Christopher L. Tomlins
Christopher Lawrence Tomlins is Elizabeth J. Boalt Professor of Law at the University of California, Berkeley and an Affiliated Research Professor at the American Bar Foundation. Before joining the American Bar Foundation in 1992, he was Reader in Legal Studies at La Trobe University, Melbourne (Australia). He has a Ph.D. in History (Johns Hopkins) and a fine collection of Masters’ Degrees – in Politics, Philosophy and Economics (Oxford), in American Studies (University of Sussex), and in History (Johns Hopkins). At UC Berkeley he teaches in the Jurisprudence and Social Policy graduate program.

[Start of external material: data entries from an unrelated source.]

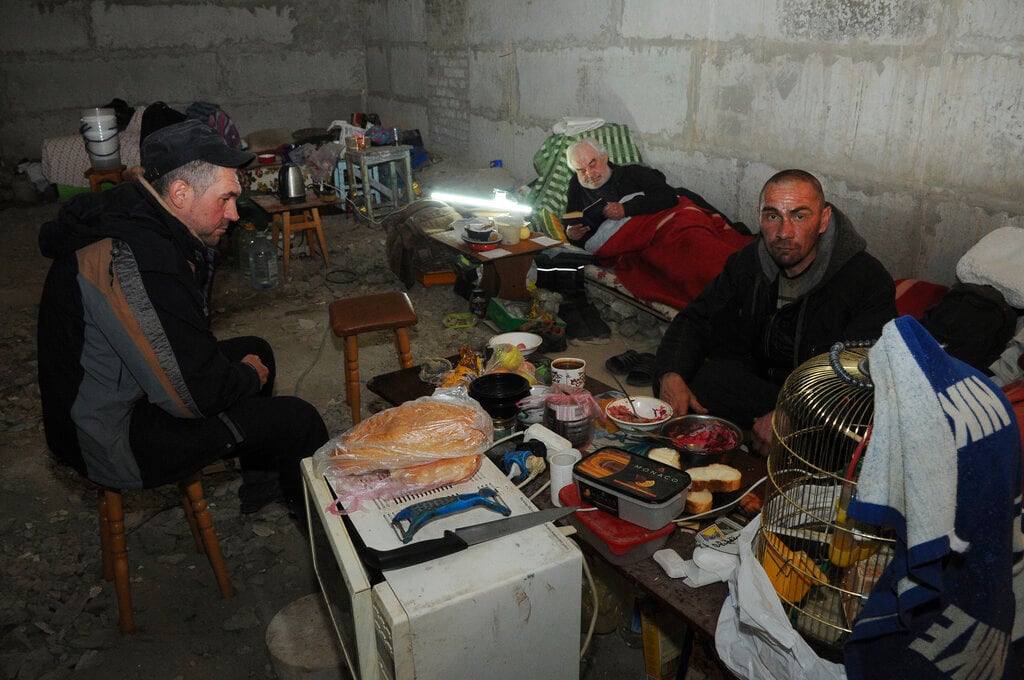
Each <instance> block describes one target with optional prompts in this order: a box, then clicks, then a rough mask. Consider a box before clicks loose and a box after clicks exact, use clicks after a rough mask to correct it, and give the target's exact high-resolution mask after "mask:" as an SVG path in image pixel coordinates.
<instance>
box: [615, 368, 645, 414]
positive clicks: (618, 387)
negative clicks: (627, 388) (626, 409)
mask: <svg viewBox="0 0 1024 680" xmlns="http://www.w3.org/2000/svg"><path fill="white" fill-rule="evenodd" d="M611 377H612V378H614V379H615V384H616V385H618V389H621V390H623V394H625V395H626V399H627V400H628V401H629V402H630V409H633V415H634V416H636V417H637V419H638V420H639V419H640V414H638V413H637V407H636V405H635V403H633V397H632V396H630V393H629V392H628V391H626V387H624V386H623V381H622V380H620V379H618V376H616V375H614V374H612V376H611Z"/></svg>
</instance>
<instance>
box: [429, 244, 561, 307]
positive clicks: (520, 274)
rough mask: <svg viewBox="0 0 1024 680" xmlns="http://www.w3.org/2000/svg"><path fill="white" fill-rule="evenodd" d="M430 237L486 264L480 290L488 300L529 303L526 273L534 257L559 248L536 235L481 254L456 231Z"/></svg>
mask: <svg viewBox="0 0 1024 680" xmlns="http://www.w3.org/2000/svg"><path fill="white" fill-rule="evenodd" d="M430 237H431V238H432V239H434V240H436V241H439V242H441V243H442V244H444V245H446V246H451V247H452V248H455V249H456V250H458V251H459V252H460V253H462V254H464V255H466V256H468V257H469V258H470V260H471V261H474V262H479V263H482V264H483V280H482V281H481V282H480V287H481V288H482V289H483V292H484V294H486V296H487V297H488V298H492V297H498V298H502V299H503V300H528V299H529V291H528V290H526V274H527V273H528V272H529V265H530V264H532V262H534V255H536V254H537V253H539V252H541V251H542V250H544V249H546V248H551V247H552V246H557V245H559V242H557V241H555V240H554V239H551V238H549V237H546V236H544V235H543V233H537V232H534V233H530V236H529V238H528V239H522V240H521V241H519V243H517V244H511V245H509V244H502V245H500V246H498V248H495V249H494V250H487V251H482V252H481V251H478V250H473V248H472V247H470V246H469V244H467V243H466V242H464V241H463V240H462V239H460V238H459V237H458V235H457V233H456V231H455V230H450V231H435V232H433V233H431V235H430Z"/></svg>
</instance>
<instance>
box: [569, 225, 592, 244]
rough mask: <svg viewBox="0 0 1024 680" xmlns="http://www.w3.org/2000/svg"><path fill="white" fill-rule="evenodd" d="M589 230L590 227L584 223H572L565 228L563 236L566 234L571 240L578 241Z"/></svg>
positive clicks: (583, 237) (584, 234)
mask: <svg viewBox="0 0 1024 680" xmlns="http://www.w3.org/2000/svg"><path fill="white" fill-rule="evenodd" d="M588 231H590V227H589V226H587V225H586V224H573V225H572V226H568V227H566V228H565V236H567V237H568V238H569V239H571V240H572V241H579V240H580V239H583V238H584V237H585V236H586V235H587V232H588Z"/></svg>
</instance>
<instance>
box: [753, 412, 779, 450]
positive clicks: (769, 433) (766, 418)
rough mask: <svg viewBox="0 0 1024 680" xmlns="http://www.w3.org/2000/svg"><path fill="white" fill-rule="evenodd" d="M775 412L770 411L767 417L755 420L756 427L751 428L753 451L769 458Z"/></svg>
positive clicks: (770, 448)
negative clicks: (772, 421)
mask: <svg viewBox="0 0 1024 680" xmlns="http://www.w3.org/2000/svg"><path fill="white" fill-rule="evenodd" d="M774 413H775V412H774V411H769V412H768V413H766V414H765V415H763V416H761V417H759V418H755V419H754V426H753V427H752V428H751V449H753V450H754V453H756V454H759V455H761V456H764V457H766V458H767V456H768V452H769V451H771V439H772V428H771V417H772V414H774Z"/></svg>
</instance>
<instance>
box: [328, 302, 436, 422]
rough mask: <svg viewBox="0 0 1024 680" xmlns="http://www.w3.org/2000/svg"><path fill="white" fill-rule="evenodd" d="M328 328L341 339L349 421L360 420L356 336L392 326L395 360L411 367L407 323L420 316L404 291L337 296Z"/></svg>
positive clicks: (331, 311) (416, 323) (332, 303)
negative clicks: (373, 293)
mask: <svg viewBox="0 0 1024 680" xmlns="http://www.w3.org/2000/svg"><path fill="white" fill-rule="evenodd" d="M330 314H331V329H332V330H333V331H334V334H335V335H336V336H338V337H339V338H342V339H343V340H344V348H343V350H344V353H345V400H346V401H347V402H348V406H349V407H350V408H351V410H352V423H353V424H354V423H358V422H359V421H360V420H362V415H361V413H360V411H359V339H358V336H359V334H361V333H372V332H374V331H386V330H388V329H392V330H394V344H395V350H396V351H397V353H398V364H399V365H400V366H401V368H403V369H411V368H412V367H413V355H412V352H411V351H410V347H409V327H410V326H416V324H417V323H419V321H420V320H419V317H418V316H417V315H416V310H415V309H413V303H412V302H411V301H410V299H409V295H407V294H406V293H397V292H395V293H379V294H377V295H364V296H361V297H354V298H347V299H344V300H336V301H334V302H332V303H331V307H330Z"/></svg>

Chris Tomlins is well known as a legal historian whose interests and research are cast very broadly – from sixteenth century England to twentieth century America; from the legal culture of work and labor to the interrelations of law and literature; from the jurisprudence of Francisco de Vitoria of Salamanca to the critical theory and historical materialism of Walter Benjamin. Since beginning his academic career in 1980, Tomlins has written or edited nine books, of which the most recent is Freedom Bound: Law, Labor, and Civic Identity in Colonizing English America, 1580-1865 (2010) (also available here). In March 2011 Freedom Bound was awarded the Bancroft Prize, given annually by the trustees of Columbia University. The book has also been awarded the Hurst Prize of the Law and Society Association, the John Phillip Reid Prize of the American Society for Legal History, and named a Choice "Outstanding Academic Title" for 2011.
Other recent books include the multi-volume Cambridge History of Law in America (published in April 2008, co-edited with Michael Grossberg of Indiana University) and The United States Supreme Court: The Pursuit of Justice (2005). Earlier books include The Many Legalities of Early America (2000), Law, Labor, and Ideology in the Early American Republic (1993), Labor Law in America (1992), and The State and the Unions (1985)
Tomlins has also published about 200 chapters, articles, working papers, scholarly editorials, and other bits and pieces. From 1995 until 2004, he was editor of the Law and History Review. From 2005 until 2009 he was first co-editor (with Jack Heinz) then sole editor of Law & Social Inquiry. He also edits the Cambridge University Press book series Cambridge Historical Studies in American Law and Society, and co-edits (with Michael Grossberg) the CUP series New Histories of American Law. His publications have been awarded the Surrency prize of the American Society for Legal History, the Littleton-Griswold prize of the American Historical Association, the J. Willard Hurst prize of the Law and Society Association (twice), and the Bancroft Prize of the trustees of Columbia University.
Current research addresses (a) the Southampton, Virginia, Slave Rebellion of 1831; (b) Walter Benjamin and the law; (c) the historiography and philosophy of legal history; (d) the history of legal thought.
In his spare time he likes to sleep.